Antithrombin prevents apoptosis by regulating inflammation in the liver in a model of cold ischemia/warm reperfusion injury.

作者信息

Isik Sevil, Tuncyurek Pars, Zengin Neslihan Inci, Demirbag Ali Eba, Atalay Fuat, Yilmaz Sezai, Orug Taner

机构信息

Department of General Surgery, Ordu University, Ordu, Turkey.

出版信息

Hepatogastroenterology. 2012 Mar-Apr;59(114):453-7. doi: 10.5754/hge11317.

DOI:10.5754/hge11317
PMID:21940387
Abstract

BACKGROUND/AIMS: Hepatic ischemia-reperfusion injury is a major problem in liver surgery. To modulate the complex process of inflammation, additional drugs to add to well-defined organ preserving solutions have been sought.
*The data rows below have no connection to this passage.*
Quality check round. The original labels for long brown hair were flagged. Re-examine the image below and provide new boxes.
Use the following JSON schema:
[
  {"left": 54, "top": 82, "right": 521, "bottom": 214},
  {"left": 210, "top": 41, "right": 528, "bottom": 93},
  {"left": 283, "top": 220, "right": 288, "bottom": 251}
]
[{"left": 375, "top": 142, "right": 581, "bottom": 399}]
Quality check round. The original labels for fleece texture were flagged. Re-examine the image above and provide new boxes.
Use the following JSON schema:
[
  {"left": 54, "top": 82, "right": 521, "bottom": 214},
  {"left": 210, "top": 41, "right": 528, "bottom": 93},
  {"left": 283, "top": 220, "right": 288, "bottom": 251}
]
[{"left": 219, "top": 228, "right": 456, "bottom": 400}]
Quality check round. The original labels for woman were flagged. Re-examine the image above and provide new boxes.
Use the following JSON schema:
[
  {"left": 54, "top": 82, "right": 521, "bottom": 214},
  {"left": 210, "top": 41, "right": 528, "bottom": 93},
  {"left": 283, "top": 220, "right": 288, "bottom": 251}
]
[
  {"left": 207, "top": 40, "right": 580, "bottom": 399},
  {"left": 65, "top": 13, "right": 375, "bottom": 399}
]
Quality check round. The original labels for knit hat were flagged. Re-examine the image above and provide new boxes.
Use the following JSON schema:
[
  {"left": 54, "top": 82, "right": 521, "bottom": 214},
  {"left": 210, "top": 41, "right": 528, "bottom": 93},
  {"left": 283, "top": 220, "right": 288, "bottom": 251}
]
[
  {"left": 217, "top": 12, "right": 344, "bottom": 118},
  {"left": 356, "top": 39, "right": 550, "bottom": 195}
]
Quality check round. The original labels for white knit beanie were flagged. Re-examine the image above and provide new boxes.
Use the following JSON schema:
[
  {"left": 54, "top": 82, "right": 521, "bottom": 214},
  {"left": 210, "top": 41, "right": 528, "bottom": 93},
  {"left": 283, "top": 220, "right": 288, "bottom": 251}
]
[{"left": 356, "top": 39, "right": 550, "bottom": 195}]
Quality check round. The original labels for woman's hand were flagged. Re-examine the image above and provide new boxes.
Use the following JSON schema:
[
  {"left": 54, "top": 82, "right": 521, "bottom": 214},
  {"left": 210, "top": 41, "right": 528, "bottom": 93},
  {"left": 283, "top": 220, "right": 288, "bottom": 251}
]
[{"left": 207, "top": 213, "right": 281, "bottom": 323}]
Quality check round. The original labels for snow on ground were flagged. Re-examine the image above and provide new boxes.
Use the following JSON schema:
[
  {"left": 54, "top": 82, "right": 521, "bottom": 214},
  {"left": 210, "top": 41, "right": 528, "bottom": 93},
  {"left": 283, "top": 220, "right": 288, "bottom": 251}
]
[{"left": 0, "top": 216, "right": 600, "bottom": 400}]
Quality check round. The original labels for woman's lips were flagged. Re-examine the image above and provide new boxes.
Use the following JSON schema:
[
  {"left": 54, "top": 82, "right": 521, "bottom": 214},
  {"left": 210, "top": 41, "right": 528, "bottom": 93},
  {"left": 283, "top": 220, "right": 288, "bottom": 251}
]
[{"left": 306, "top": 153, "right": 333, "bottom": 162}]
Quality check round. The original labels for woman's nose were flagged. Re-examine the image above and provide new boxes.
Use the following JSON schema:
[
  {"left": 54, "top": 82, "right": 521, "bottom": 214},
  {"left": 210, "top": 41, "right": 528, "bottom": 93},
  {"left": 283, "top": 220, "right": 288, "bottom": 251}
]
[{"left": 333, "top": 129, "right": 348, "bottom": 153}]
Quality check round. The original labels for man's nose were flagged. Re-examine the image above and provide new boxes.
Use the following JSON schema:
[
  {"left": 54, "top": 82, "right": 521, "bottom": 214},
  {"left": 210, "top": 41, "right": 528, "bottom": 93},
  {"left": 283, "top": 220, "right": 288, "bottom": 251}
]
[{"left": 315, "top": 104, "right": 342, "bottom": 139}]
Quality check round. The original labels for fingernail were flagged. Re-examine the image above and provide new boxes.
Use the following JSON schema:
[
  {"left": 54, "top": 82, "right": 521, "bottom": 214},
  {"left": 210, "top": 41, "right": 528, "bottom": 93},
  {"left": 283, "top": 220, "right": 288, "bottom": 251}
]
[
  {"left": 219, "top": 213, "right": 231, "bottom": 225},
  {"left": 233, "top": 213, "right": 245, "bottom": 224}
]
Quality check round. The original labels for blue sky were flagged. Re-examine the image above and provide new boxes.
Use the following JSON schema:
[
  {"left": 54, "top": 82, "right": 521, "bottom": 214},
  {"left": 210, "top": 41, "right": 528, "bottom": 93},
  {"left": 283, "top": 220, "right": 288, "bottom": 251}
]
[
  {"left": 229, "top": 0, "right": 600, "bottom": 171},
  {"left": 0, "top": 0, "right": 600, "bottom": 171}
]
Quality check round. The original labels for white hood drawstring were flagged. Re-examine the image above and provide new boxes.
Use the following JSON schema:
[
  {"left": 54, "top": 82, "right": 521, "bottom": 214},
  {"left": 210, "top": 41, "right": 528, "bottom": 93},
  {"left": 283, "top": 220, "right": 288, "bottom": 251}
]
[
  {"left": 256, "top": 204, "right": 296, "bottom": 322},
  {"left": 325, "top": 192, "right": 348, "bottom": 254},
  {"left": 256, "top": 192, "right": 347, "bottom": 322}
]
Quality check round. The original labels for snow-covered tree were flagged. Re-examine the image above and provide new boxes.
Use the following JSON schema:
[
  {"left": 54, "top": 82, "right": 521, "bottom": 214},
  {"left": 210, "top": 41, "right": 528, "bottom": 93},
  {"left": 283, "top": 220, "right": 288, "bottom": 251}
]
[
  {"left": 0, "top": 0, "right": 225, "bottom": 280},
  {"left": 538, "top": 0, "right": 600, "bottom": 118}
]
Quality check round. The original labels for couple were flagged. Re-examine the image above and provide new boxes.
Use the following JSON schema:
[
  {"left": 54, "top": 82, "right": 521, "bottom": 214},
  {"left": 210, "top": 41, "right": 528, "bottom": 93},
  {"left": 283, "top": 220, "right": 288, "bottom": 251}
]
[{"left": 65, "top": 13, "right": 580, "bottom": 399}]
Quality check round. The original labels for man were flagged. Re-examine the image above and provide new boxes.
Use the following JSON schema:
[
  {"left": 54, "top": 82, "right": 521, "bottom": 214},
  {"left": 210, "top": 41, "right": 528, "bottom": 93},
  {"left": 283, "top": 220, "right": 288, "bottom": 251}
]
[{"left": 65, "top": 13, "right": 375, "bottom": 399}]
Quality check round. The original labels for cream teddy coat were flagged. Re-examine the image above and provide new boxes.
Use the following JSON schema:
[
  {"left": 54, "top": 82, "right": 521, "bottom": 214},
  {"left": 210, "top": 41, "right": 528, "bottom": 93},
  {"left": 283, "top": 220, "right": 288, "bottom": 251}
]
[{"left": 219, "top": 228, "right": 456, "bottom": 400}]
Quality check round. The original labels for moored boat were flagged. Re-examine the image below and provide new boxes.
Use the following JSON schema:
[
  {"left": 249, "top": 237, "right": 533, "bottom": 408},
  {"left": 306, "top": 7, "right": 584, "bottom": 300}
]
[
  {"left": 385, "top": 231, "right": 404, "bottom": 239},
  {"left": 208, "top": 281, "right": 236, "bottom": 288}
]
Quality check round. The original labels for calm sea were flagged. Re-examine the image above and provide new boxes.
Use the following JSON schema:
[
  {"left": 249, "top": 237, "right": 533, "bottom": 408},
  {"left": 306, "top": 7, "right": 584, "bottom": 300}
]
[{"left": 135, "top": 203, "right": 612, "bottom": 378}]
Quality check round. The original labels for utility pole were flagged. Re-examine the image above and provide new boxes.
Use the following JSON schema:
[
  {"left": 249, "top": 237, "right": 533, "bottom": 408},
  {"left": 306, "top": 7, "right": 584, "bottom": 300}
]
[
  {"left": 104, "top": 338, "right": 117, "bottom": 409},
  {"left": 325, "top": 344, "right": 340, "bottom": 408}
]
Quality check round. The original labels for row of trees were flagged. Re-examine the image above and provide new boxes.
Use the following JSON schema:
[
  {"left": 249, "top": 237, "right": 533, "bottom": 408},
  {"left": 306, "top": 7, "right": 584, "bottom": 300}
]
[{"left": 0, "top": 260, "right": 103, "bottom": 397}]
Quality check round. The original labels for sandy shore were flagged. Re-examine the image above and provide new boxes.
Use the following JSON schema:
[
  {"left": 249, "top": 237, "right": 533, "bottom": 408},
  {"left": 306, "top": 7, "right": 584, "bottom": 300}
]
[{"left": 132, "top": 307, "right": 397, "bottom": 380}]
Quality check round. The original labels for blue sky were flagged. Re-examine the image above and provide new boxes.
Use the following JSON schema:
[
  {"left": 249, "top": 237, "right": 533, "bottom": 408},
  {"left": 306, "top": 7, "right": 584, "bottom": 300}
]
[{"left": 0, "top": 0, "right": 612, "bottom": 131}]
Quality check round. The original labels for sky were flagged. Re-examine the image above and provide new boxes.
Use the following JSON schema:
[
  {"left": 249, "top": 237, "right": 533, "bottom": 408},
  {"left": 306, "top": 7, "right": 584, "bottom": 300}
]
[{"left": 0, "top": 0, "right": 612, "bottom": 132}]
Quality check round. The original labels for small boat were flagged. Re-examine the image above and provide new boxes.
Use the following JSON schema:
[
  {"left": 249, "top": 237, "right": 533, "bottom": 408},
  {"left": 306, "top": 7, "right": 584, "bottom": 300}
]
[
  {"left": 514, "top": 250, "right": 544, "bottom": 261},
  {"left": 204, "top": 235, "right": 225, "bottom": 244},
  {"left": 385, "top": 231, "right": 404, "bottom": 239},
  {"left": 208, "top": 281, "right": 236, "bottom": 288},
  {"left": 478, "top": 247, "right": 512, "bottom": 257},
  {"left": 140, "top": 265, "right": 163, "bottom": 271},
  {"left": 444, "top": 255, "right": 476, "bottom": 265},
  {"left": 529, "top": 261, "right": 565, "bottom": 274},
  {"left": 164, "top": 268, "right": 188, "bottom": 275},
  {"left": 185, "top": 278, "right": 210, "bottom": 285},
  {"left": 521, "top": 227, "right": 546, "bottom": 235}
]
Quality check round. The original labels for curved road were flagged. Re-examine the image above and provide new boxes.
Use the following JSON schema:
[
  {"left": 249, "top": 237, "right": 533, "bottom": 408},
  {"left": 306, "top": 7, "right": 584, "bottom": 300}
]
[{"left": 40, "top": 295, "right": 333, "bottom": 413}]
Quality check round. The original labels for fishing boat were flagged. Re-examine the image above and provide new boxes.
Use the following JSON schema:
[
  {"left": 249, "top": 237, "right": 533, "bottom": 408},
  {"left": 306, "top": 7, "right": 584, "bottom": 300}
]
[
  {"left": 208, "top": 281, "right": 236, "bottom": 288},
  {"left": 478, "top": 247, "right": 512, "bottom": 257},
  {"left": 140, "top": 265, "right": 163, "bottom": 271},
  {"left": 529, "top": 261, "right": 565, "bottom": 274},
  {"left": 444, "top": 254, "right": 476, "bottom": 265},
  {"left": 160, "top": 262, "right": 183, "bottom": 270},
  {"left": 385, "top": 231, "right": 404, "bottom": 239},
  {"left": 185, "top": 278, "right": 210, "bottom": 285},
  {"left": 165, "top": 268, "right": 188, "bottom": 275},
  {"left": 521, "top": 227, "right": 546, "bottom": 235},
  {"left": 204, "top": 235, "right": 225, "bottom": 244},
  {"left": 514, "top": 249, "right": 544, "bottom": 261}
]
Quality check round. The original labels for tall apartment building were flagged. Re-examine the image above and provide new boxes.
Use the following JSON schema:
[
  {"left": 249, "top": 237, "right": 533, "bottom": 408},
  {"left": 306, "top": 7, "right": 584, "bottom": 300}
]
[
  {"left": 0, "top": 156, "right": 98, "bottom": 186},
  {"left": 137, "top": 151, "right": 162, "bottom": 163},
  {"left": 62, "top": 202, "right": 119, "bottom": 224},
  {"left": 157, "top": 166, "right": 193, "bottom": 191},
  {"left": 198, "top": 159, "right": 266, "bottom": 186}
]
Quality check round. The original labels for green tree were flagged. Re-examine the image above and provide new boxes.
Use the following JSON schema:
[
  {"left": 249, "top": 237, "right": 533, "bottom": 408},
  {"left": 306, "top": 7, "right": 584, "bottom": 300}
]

The aim of the current study was to investigate the additive potential of antithrombin (AT) in liver preservation.

METHODOLOGY

Female Wistar rats were randomized into four groups: sham (Group I), experiment model (Group II), and treatment groups with AT (250U/kg) administration systematically (Group III) or locally (Group IV) before hepatectomy. UW solution was used for liver preservation for 24h at 4°C. The livers in group II, III and IV were reperfused 1h and histopathological parameters were evaluated microscopically. Apoptosis was assessed with TUNEL test.

RESULTS

Karyorrhexis was lower in the local treatment with AT group. Sinusoidal desquamation and mononuclear cell infiltration was higher in the experimental model group. Sinusoidal enlargement was higher in the systemic AT treatment group and neutrophil infiltration to sinusoids was lowest in the local treatment group. Apoptosis of hepatocytes and sinusoidal cells were significantly suppressed in rats that were treated with AT via portal vein infusion.

CONCLUSIONS

AT treatment obviously contributed to liver preservation in our model; the effects on apoptosis and inflammation were prominent. Therefore, AT should be considered as a potent agent although its clinical role has yet to be defined in ex-vivo hepatic preservation.

摘要

背景/目的:肝缺血再灌注损伤是肝脏手术中的一个主要问题。为了调控炎症的复杂过程,人们一直在寻找可添加到明确的器官保存液中的其他药物。本研究的目的是探讨抗凝血酶(AT)在肝脏保存中的附加作用潜力。

方法

将雌性Wistar大鼠随机分为四组:假手术组(I组)、实验模型组(II组)以及在肝切除术前全身(III组)或局部(IV组)给予AT(250U/kg)的治疗组。采用UW液在4℃下保存肝脏24小时。II、III和IV组的肝脏再灌注1小时,并通过显微镜评估组织病理学参数。采用TUNEL检测评估细胞凋亡情况。

结果

AT局部治疗组的核碎裂较少。实验模型组的窦状隙剥脱和单核细胞浸润较多。全身AT治疗组的窦状隙扩张较多,而局部治疗组窦状隙的中性粒细胞浸润最少。通过门静脉输注AT治疗的大鼠,其肝细胞和窦状隙细胞的凋亡明显受到抑制。

结论

在我们的模型中,AT治疗对肝脏保存有明显作用;对细胞凋亡和炎症的影响显著。因此,尽管AT在体外肝脏保存中的临床作用尚未明确,但应将其视为一种有效的药物。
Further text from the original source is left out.